Brotherhood members were able to expand its influence through their aloof presence within the various institutions, with the educational sector being the most prominent. Instead, with no real social inroads, the group in Qatar naturally developed an external focus.

Palestinian immigrants played a similarly important role. Members of the Brotherhood were recruited, at least in part, for simple pragmatic purposes, as but one source of educated individuals who could fulfill a range of roles.

Doha supported the Muslim Brotherhood in countries across the region during the Arab uprisings in 2011, believing they represented the wave of the future. However, if Qatar was to have a chance to escape the diplomatic orbit of Saudi Arabia or the Gulf region, it would need links outside the region, a reason for Arabs in the wider region to consider and interact with Qatar as a country by itself.

But how the brotherhood established a branch in Kuwait? Well, the answer is that the migration of Egyptian Brotherhood members, under Abdel Nasser’s regime onwards, into the Gulf countries led to the evolution of Brotherhood branches in neighboring countries. The first Brotherhood organization in Kuwait was established in 1947 by Abdul Aziz Ali Al Mato'.

Later on in 1952, Al Mato' suggested to Hassan Al-Bana that the group’s name be changed from “Brotherhood” to the “Islamic Guidance of Society.”

With the disbandment of the Brotherhood in Egypt in 1954 by Abdel Nasser, a huge influx of Brotherhood leaders fled to Gulf countries—including Kuwait—due to its economic prosperity from the discovery of oil.

The Egyptian Brotherhood leaders and member that fled into Kuwait brought their Brotherhood influenced ideas along. Many of them were school teachers whose teachings were highly influenced by Brotherhood ideology. These school teachers soon helped Kuwait redraft their school curriculum.

According to reports circulated in Arab media outlets several years ago, Brotherhood teachers in Kuwait added texts extracted from Sayed Qutob and Hassan Al-Banna’s lessons and letters to the Kuwaiti curriculum.

“Qatar says it is doing that for Islamic reasons and that it is helping and aiding a Muslim group.

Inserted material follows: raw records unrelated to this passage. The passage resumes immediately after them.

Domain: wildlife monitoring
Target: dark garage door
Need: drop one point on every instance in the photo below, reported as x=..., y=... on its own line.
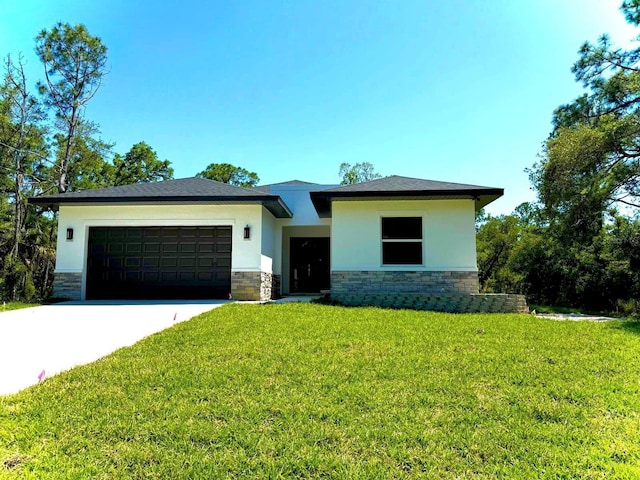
x=159, y=262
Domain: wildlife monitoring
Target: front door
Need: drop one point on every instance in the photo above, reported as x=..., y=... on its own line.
x=309, y=264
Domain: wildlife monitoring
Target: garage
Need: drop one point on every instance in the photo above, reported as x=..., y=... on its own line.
x=165, y=262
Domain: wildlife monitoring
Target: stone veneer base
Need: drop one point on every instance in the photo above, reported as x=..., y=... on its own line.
x=256, y=286
x=452, y=303
x=392, y=282
x=67, y=285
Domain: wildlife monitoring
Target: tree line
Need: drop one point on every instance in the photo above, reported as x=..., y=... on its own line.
x=579, y=243
x=48, y=145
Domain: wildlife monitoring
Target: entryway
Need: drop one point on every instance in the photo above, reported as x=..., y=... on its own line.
x=309, y=266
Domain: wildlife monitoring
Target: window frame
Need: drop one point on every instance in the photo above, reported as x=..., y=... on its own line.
x=402, y=240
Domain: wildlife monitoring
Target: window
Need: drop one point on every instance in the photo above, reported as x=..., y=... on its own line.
x=402, y=240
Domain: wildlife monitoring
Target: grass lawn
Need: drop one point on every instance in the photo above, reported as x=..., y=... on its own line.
x=300, y=390
x=5, y=307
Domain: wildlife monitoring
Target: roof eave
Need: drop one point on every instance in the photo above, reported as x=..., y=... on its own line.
x=482, y=197
x=273, y=203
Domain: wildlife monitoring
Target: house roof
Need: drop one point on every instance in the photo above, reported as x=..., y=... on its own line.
x=185, y=190
x=267, y=188
x=403, y=188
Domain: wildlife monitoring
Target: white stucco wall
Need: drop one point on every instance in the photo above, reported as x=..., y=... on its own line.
x=268, y=249
x=245, y=254
x=448, y=234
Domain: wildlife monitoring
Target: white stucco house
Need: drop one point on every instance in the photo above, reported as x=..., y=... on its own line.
x=196, y=238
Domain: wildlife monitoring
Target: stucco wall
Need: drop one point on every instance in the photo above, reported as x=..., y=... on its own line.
x=245, y=256
x=268, y=242
x=448, y=234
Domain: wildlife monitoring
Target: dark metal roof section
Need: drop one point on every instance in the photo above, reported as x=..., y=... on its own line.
x=184, y=190
x=403, y=188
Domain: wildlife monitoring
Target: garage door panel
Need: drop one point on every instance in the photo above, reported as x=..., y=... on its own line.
x=159, y=262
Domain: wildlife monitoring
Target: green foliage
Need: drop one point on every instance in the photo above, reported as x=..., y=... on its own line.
x=309, y=391
x=580, y=247
x=357, y=173
x=74, y=64
x=227, y=173
x=140, y=165
x=592, y=158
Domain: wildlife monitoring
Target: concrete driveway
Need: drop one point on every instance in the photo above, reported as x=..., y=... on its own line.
x=54, y=338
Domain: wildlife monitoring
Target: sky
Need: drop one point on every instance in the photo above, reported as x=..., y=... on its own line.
x=452, y=90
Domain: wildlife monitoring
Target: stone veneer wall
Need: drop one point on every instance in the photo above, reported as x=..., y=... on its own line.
x=376, y=282
x=453, y=303
x=439, y=291
x=257, y=286
x=67, y=285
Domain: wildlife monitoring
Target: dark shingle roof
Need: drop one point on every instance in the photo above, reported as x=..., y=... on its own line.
x=397, y=187
x=189, y=190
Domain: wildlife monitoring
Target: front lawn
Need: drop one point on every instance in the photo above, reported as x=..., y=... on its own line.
x=317, y=391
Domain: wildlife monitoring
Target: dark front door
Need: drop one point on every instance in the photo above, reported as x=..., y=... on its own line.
x=159, y=262
x=309, y=264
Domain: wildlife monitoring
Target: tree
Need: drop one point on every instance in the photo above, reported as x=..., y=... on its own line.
x=26, y=267
x=592, y=157
x=74, y=64
x=227, y=173
x=22, y=142
x=140, y=165
x=357, y=173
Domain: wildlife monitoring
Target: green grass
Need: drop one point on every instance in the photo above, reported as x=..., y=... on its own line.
x=299, y=390
x=6, y=306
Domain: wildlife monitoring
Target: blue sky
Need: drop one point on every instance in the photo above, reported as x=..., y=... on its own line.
x=455, y=90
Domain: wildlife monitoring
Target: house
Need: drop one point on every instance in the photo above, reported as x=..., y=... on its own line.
x=390, y=240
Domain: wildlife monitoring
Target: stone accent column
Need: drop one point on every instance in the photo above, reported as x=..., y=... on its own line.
x=255, y=286
x=67, y=285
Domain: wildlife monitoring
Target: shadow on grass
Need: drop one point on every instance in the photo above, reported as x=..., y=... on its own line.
x=632, y=326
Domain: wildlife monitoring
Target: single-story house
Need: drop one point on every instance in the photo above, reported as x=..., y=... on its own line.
x=197, y=238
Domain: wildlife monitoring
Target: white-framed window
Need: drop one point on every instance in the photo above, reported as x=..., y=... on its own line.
x=401, y=240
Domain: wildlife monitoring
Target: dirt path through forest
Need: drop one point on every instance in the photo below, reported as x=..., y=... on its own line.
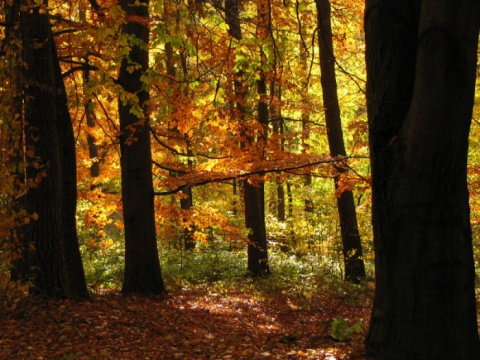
x=202, y=323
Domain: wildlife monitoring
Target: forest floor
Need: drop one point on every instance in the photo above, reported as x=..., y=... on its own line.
x=239, y=320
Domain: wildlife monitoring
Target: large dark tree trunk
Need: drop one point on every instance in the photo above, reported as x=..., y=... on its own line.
x=55, y=263
x=352, y=247
x=47, y=261
x=421, y=61
x=142, y=265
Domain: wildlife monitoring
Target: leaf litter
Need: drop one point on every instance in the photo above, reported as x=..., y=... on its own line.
x=203, y=322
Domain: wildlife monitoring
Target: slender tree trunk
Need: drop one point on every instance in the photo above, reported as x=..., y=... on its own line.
x=421, y=63
x=352, y=247
x=142, y=266
x=277, y=127
x=76, y=283
x=186, y=203
x=90, y=116
x=254, y=199
x=308, y=202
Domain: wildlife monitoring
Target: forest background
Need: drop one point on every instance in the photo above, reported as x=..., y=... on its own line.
x=208, y=88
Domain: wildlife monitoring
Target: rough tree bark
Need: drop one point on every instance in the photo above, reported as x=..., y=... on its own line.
x=352, y=247
x=55, y=263
x=142, y=265
x=421, y=61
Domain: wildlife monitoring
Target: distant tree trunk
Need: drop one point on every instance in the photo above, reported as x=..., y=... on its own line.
x=76, y=283
x=142, y=266
x=90, y=116
x=308, y=207
x=352, y=247
x=277, y=127
x=254, y=199
x=254, y=195
x=421, y=62
x=186, y=203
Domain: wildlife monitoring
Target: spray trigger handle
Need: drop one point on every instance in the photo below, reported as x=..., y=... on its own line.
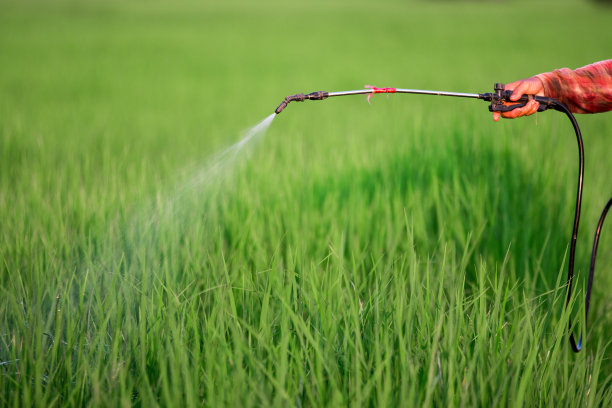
x=501, y=97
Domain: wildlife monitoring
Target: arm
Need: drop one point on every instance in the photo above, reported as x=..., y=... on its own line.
x=585, y=90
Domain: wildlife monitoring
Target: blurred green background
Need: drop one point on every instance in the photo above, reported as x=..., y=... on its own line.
x=107, y=109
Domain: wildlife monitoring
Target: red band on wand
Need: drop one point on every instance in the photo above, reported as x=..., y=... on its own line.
x=379, y=90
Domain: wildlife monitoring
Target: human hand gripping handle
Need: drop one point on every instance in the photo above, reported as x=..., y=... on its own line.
x=529, y=86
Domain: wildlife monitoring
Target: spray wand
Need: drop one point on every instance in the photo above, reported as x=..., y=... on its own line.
x=500, y=102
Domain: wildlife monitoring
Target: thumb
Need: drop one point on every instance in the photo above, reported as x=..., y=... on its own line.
x=522, y=88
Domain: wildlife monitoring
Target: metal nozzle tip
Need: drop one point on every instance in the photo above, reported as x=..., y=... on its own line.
x=280, y=107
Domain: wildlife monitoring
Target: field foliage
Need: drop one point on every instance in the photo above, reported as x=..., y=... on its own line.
x=409, y=252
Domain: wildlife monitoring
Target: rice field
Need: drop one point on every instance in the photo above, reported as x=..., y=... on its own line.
x=407, y=252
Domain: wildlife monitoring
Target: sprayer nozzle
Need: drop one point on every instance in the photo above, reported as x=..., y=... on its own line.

In fact, however, it does not have Islamic reasons for that as it claims. It is because Qatar does not help the Brotherhood for Islam's sake but for political and strategic purposes,” Dahi Khalfan said in an interview with Al-Ahram newspaper in April 2014.

Sayed Qutob, who was executed in 1966 by the Egyptian authorities, incited violence and urged the people to defy their regimes.

Following Kuwait’s independence of British rule in 1961, the Guidance Organization was terminated and the “Social Reform Association” was established.

In the aftermath of the 1990 Iraqi invasion, the Kuwait Brotherhood underwent a period of significant change, breaking organizational ties with the international Muslim Brotherhood over Islamist support for Iraq and founding a political party, Hadas, to participate fully in Kuwaiti politics.

Hadas was established on March 31, 1991 following the liberation of Kuwait from the Iraqi invasion of the Gulf War. The groups of people who started the movement, and still control it, are Kuwaiti Islamists that follow the ideology of the Brotherhood.